When he gets the ball, his teammates stand around and watch him try to beat entire defenses. Whenever there’s a free kick, no matter how far out, he steps up to take it and, again, his teammates stand around like extras on a movie set.
When he loses the ball — as he inevitably has done against Barcelona — he throws up his arms in disgust, either because the referee didn’t blow for a foul or because one of his teammates wasn’t there to receive a pass.
CR7 doesn’t chase and tackle and harry in the way any of Barcelona’s stars — from Lionel Messi to Xavi to Andres Iniesta — will as a matter of routine: the way they were taught to play, not coincidentally, at La Masia.
And he doesn’t make anyone around him better in the way Barcelona’s stars do.
Kaka was one of the best players in the world until he got to Madrid.
But he’s a mellow kind of man. He’s not one to demand the ball like Ronaldo, and he has become lost, wandering around the field and never receiving a pass, as possession is dominated by either Ronaldo or the Argentine, Angel Di Maria — another player who puts his head down like a greyhound and only has eyes for the goal.
Ronaldo can be brilliant; but he rarely is going to beat a team by himself.

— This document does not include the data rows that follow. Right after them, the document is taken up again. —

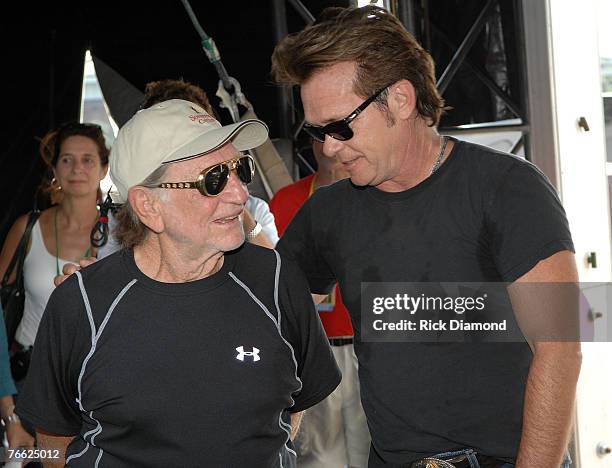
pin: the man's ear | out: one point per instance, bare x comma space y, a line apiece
147, 207
402, 99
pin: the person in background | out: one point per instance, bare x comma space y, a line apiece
424, 208
333, 433
188, 346
17, 436
77, 156
257, 219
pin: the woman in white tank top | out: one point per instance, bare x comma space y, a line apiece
78, 157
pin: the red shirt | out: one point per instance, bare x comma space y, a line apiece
284, 205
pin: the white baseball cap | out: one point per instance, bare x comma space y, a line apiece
173, 131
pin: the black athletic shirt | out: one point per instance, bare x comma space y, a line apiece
484, 216
204, 373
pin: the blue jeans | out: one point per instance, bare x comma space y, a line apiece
471, 456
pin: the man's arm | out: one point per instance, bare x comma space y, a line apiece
53, 442
551, 384
296, 419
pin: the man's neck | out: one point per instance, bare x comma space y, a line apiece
165, 262
421, 152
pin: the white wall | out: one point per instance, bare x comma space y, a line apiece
576, 90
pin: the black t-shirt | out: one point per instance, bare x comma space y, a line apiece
484, 216
204, 373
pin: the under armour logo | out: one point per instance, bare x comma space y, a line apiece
242, 353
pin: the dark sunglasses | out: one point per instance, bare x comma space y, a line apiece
213, 180
340, 129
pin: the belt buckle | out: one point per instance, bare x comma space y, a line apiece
432, 463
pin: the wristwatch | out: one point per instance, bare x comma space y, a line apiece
254, 232
9, 419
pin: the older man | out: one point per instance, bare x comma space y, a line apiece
187, 347
420, 207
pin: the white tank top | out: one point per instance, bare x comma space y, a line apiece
39, 269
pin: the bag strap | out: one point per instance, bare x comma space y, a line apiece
20, 253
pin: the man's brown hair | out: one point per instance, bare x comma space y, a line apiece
373, 38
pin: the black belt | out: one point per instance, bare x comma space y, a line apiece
340, 341
460, 461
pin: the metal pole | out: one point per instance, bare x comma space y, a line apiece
285, 116
465, 47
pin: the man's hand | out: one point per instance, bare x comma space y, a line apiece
70, 268
18, 437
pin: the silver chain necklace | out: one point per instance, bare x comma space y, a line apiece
436, 166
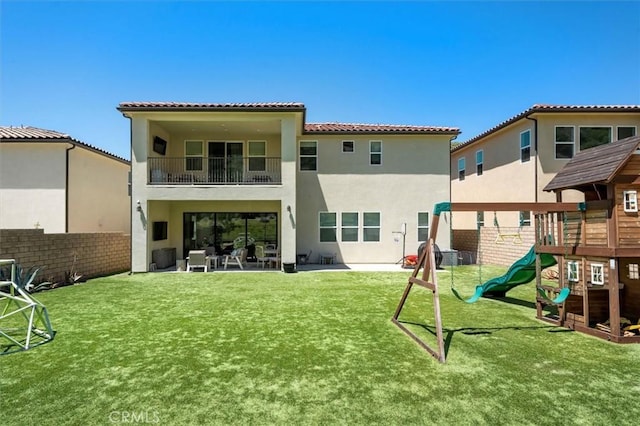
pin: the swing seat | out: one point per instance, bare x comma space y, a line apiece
559, 299
476, 296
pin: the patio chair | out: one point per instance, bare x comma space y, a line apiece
197, 259
304, 258
261, 259
238, 257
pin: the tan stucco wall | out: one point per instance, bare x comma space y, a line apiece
98, 197
412, 178
32, 186
147, 125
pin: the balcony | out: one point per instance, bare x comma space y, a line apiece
214, 171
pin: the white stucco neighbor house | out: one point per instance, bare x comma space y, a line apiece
514, 160
51, 181
220, 176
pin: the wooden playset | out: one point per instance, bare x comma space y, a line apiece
596, 245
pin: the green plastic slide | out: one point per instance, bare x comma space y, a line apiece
521, 272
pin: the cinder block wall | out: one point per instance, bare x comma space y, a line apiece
492, 250
95, 254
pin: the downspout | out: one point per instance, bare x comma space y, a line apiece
66, 188
130, 189
454, 137
535, 166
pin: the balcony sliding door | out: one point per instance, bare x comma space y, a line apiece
226, 162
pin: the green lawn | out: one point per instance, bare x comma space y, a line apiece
308, 348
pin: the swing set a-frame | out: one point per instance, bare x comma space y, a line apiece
426, 262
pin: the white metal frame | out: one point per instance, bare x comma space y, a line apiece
24, 322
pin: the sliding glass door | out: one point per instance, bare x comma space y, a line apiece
223, 232
226, 162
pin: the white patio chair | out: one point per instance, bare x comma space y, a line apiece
237, 257
261, 259
197, 259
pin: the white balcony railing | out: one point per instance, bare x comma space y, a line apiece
214, 171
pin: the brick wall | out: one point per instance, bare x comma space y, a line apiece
493, 250
96, 254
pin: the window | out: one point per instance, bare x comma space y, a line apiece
349, 227
630, 201
597, 273
565, 138
633, 271
594, 136
308, 155
525, 146
625, 132
375, 153
193, 151
327, 227
479, 161
257, 156
573, 269
461, 166
423, 226
371, 226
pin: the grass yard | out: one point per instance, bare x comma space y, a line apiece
308, 348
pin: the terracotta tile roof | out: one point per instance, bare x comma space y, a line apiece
19, 133
594, 165
191, 106
340, 128
542, 108
27, 134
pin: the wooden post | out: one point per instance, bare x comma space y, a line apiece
612, 242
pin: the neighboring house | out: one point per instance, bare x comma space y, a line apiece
513, 161
51, 181
599, 247
219, 176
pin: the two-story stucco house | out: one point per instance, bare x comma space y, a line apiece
223, 176
52, 181
515, 160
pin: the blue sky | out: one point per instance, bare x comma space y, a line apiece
66, 66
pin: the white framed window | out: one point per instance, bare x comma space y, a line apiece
573, 271
349, 224
479, 162
591, 136
257, 156
423, 226
371, 226
623, 132
461, 167
597, 273
565, 142
630, 201
194, 153
308, 153
348, 147
525, 146
328, 226
633, 272
375, 153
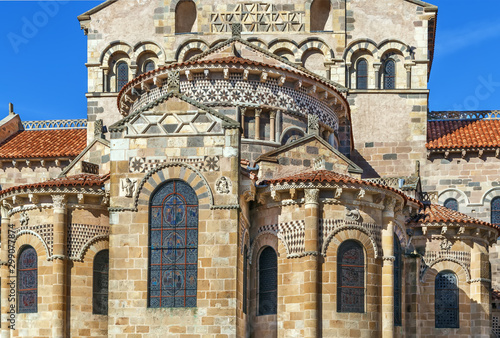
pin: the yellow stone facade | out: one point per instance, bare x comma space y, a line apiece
258, 109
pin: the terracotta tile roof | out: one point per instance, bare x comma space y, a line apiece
436, 213
44, 143
449, 134
80, 180
495, 295
326, 176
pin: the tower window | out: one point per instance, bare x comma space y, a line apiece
27, 280
173, 247
100, 283
390, 74
451, 204
362, 74
268, 282
446, 300
350, 278
121, 75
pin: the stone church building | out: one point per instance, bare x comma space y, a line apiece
253, 169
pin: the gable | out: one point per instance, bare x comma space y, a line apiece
302, 155
175, 114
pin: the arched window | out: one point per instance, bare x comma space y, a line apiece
173, 246
268, 282
451, 204
389, 74
27, 280
350, 277
495, 211
320, 16
446, 300
100, 283
149, 66
397, 282
121, 75
362, 74
185, 17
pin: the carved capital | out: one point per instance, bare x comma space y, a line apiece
59, 201
311, 195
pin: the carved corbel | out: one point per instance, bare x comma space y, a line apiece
281, 80
145, 86
338, 192
263, 77
159, 82
81, 198
360, 194
33, 198
275, 195
298, 85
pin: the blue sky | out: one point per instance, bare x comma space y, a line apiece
42, 53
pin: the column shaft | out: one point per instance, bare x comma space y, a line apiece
58, 307
312, 320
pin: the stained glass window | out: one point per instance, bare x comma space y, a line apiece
397, 282
451, 203
121, 75
495, 211
27, 275
245, 276
149, 66
446, 300
350, 278
390, 74
173, 246
100, 283
268, 282
362, 74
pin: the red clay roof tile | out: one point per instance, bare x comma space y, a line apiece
323, 176
44, 143
436, 213
88, 180
451, 134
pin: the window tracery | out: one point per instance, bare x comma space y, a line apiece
27, 279
350, 278
173, 248
268, 282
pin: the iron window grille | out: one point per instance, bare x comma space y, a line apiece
350, 278
100, 283
362, 74
446, 300
27, 279
173, 246
268, 282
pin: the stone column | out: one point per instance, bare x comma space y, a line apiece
105, 82
377, 66
480, 292
278, 126
242, 119
257, 123
272, 117
312, 320
5, 316
348, 69
408, 76
388, 268
58, 306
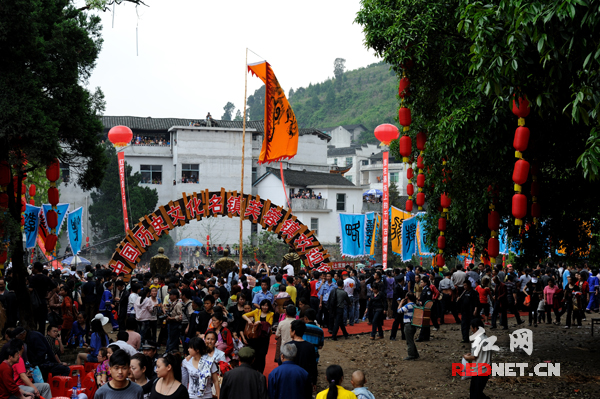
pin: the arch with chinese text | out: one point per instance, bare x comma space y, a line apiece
205, 204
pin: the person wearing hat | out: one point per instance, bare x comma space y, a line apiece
244, 382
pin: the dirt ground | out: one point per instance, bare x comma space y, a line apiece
388, 376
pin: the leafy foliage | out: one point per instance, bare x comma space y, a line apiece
469, 59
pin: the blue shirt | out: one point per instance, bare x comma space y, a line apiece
289, 381
262, 295
325, 290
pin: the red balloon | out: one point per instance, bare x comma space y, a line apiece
442, 224
53, 195
522, 109
386, 133
404, 116
521, 171
421, 140
494, 220
53, 170
403, 87
120, 136
521, 139
519, 206
52, 219
493, 247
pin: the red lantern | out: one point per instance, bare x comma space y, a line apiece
53, 195
405, 147
404, 116
51, 242
445, 201
521, 139
440, 261
519, 206
53, 170
420, 199
420, 163
386, 133
535, 210
120, 136
421, 139
4, 173
442, 224
52, 219
522, 109
403, 86
521, 171
442, 242
493, 247
494, 220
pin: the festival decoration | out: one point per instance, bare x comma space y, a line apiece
281, 128
520, 108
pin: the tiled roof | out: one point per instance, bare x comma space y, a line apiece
162, 125
298, 178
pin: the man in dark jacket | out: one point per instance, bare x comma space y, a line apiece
244, 382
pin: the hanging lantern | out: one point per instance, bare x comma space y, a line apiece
386, 133
442, 224
404, 116
53, 171
120, 136
520, 172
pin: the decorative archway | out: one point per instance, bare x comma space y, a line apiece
205, 204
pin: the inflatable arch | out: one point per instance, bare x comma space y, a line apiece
205, 204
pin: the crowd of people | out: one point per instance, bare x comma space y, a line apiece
214, 326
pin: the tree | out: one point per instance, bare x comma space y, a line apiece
106, 215
466, 113
228, 108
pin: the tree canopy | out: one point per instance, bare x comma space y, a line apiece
468, 60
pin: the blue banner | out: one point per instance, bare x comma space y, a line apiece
352, 234
32, 221
61, 210
409, 238
74, 229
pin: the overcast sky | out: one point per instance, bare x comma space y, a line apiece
191, 53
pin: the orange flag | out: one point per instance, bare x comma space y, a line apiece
281, 129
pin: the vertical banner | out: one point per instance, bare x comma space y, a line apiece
409, 238
352, 234
386, 207
32, 221
121, 155
74, 228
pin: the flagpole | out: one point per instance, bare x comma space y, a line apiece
243, 153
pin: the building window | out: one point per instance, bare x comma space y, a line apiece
340, 202
151, 174
314, 225
190, 172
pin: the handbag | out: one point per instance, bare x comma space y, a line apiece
252, 331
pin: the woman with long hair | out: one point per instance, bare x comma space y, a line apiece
264, 314
200, 371
335, 376
98, 340
168, 383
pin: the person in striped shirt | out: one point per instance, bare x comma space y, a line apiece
407, 308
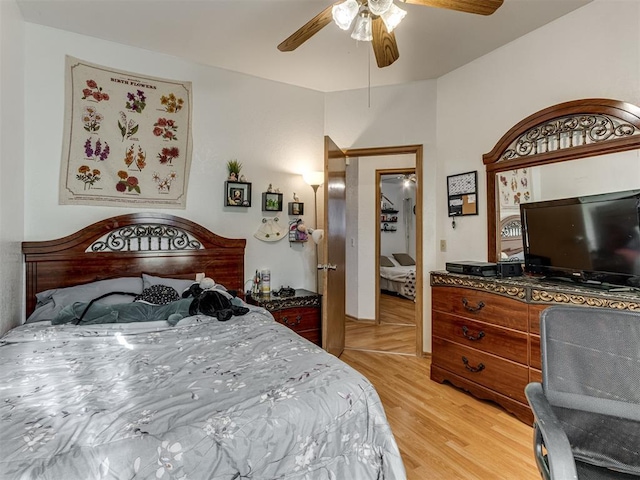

What he can do, however, is pout.
After Tuesday’s game he launched a vitriolic attack on Barcelona’s Javier Mascherano — and the culture of his new club — by claiming that while the Argentine didn’t fall to the ground at every opportunity when he was at Liverpool, "he’s picked up that bad habit like everyone else here."
It’s a laughable accusation given Ronaldo’s penchant for theatrical falls throughout his career.
But then came the piece de resistance: Rather than acknowledge that the better team had won the two-legged tie, Ronaldo blamed a cabal within the sport’s governing body that wanted Barcelona in the Champions League final.
"This isn’t good for football," he said, "If things don’t improve, we should just stay home and let Barcelona play by themselves. Next year they should just give the cup directly to Barcelona."
And where did he learn this?
From the man at the heart of Madrid’s problem: Jose Mourinho, who is the real reason Madrid will be playing for second place in Spain for the foreseeable future.
Mourinho was once the best coach in the world.
Winning the 2004 Champions League with unfashionable Porto was an astonishing feat. Winning the English Premiership with Chelsea in ’05 and ’06 and then following that with successes at Inter Milan meant he’d deserved his preferred call sign, The Special One.
His defensive strangling of opponents — he is football’s Lord Voldemort, master of the dark arts — was necessary at Porto because the team didn’t have great talent. It was accepted at Chelsea because the team won, and it was lauded in Italy because they play the game with cynicism there.
But how long will it fly at Real Madrid?
The club is supposed to be the greatest in the world. The expectations are not just to win, but to be the best while winning.
It was telling to hear Madrid’s past president, Jose Calderon, say Mourinho’s antics don’t "match with Real Madrid’s history."
There will be many voices emanating from Madrid in the coming weeks reiterating that Mourinho’s position is safe, but remember this is a club that twice in the past eight seasons has fired managers after winning the Spanish title.
And don’t think the words of Alfredo Di Stefano won’t echo.
"It’s clear Barca are superior to Madrid, who are a team with no personality," he wrote. "Their approach was clearly wrong."